En sus primeros años en la política Hitler sostuvo numerosas, discretas y efímeras relaciones sentimentales. David Lewis, el autor que más ha estudiado este tema, confeccionó el siguiente listado: Rose Edelstein, de origen judío, a quien se la ubicó por última vez en Francia en 1940; Jenny Haugh, de quien fue amante hasta que él convirtió la relación en sadomasoquista y ella se alejó; Eleonora Bauer, con quien existió el rumor no comprobado de que tuvo un hijo; Erna, cuñada de su protector y amigo Ernst “Putzi” Hanfstaengl, también anduvo en amores con el futuro Führer. A tal punto tuvo fama de conquistador que el diario Münchner Post publicaba, el 3 de abril de 1923, que era “un tenorio a cuyos pies se arrojaban las mujeres más ricas y hermosas”.
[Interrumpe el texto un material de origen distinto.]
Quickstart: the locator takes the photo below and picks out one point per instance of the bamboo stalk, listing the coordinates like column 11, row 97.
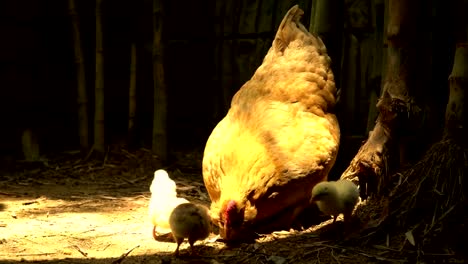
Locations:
column 159, row 144
column 132, row 95
column 99, row 85
column 455, row 120
column 81, row 80
column 371, row 165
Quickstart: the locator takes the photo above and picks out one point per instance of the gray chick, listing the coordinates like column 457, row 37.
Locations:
column 190, row 221
column 336, row 197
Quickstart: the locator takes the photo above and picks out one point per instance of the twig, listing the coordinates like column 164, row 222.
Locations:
column 361, row 252
column 35, row 254
column 124, row 255
column 334, row 257
column 81, row 251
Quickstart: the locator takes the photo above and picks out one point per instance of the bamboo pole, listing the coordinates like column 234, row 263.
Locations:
column 132, row 95
column 81, row 80
column 455, row 114
column 371, row 166
column 159, row 142
column 99, row 85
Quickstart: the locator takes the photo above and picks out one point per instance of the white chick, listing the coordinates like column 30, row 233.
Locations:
column 190, row 221
column 336, row 197
column 163, row 201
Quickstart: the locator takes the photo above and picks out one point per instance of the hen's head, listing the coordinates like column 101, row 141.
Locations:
column 231, row 220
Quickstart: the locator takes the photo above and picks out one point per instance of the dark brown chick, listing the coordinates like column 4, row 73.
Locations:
column 191, row 221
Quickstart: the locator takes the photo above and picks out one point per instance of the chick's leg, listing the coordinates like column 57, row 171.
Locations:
column 191, row 242
column 179, row 241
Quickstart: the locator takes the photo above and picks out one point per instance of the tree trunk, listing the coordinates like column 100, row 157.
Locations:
column 99, row 85
column 455, row 120
column 372, row 163
column 160, row 101
column 81, row 81
column 132, row 96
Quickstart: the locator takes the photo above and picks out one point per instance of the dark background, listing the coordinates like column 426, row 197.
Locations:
column 38, row 75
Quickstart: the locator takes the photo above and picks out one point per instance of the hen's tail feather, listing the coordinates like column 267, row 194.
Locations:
column 291, row 29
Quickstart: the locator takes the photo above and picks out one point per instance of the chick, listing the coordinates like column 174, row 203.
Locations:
column 190, row 221
column 335, row 198
column 163, row 201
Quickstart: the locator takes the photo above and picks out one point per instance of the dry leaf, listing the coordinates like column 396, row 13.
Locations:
column 410, row 237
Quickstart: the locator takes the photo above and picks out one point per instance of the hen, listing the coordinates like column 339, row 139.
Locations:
column 163, row 200
column 278, row 140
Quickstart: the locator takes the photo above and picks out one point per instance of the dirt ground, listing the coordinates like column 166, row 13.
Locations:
column 65, row 210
Solar remarca que “le gustaban la escenografía y el montaje operístico. Por eso, en sus discursos, hacía una verdadera tarea actoral. Desde los primeros mítines en las cervecerías se daba cuenta de que el auditorio respondía a los hechos gestuales, no solamente al mensaje. Podríamos decir que montaba grandes arias políticas. Las mujeres fueron especialmente susceptibles a ese mensaje y al misterio de su indefinición sexual: aunque tenía amantes, emanaban de él muchos interrogantes y las mujeres le adoraron y fueron sus primeras contribuyentes en muchos sentidos: en votos, en dinero, en influencia, en trato social. Por ejemplo, él aprende a comer, a manejar un tenedor y un cuchillo, en las buenas mesas de las señoras de las clases altas”.
Hitler tenía muy claro su gusto estético sobre las mujeres: las prefería exuberantes, con curvas pronunciadas, y admiraba los traseros voluminosos asentados sobre sólidas piernas. A finales de los años veinte le comentó a Göring mientras paseaban por el campo y contemplaban a unas campesinas trabajando: “Mira, sus posaderas son admirables. En esas estructuras pienso cuando hablo de la sana mujer alemana: de la madre de hombres perfectos”.
Martha, la hija del embajador de los Estados Unidos William Dodds, dio sus impresiones sobre Hitler, a quien conoció en Múnich en 1933. Estas consideraciones quedaron reflejadas en el libro El jardín de las bestias, escrito por Erik Larson.
Martha era una chica preciosa, alegre, desenfadada, que utilizaba faldas demasiado breves para el uso alemán de la época y carecía de escrúpulos a la hora de llevarse a la cama a un hombre apuesto. Según su compatriota William Shirer, corresponsal en Berlín del New York Herald, llamaba la atención en la Berlín nazi. Según ella, Hitler tenía “una cara débil y blanda, con bolsas debajo de los ojos, labios gruesos y poca estructura ósea facial. [El bigote] no parecía tan ridículo como en las fotos… de hecho, casi no se notaba. […] Los ojos de Hitler eran sorprendentes e inolvidables… parecían de un color azul claro; eran intensos, fijos, hipnóticos, [mientras que sus modales eran] excesivamente suaves, más propios de un adolescente tímido que de un dictador de hierro. Discreto, comunicativo, informal, tenía cierto encanto tranquilo, casi una ternura del habla y de la mirada. […] Era difícil de creer que este hombre fuese uno de los más poderosos de Europa”.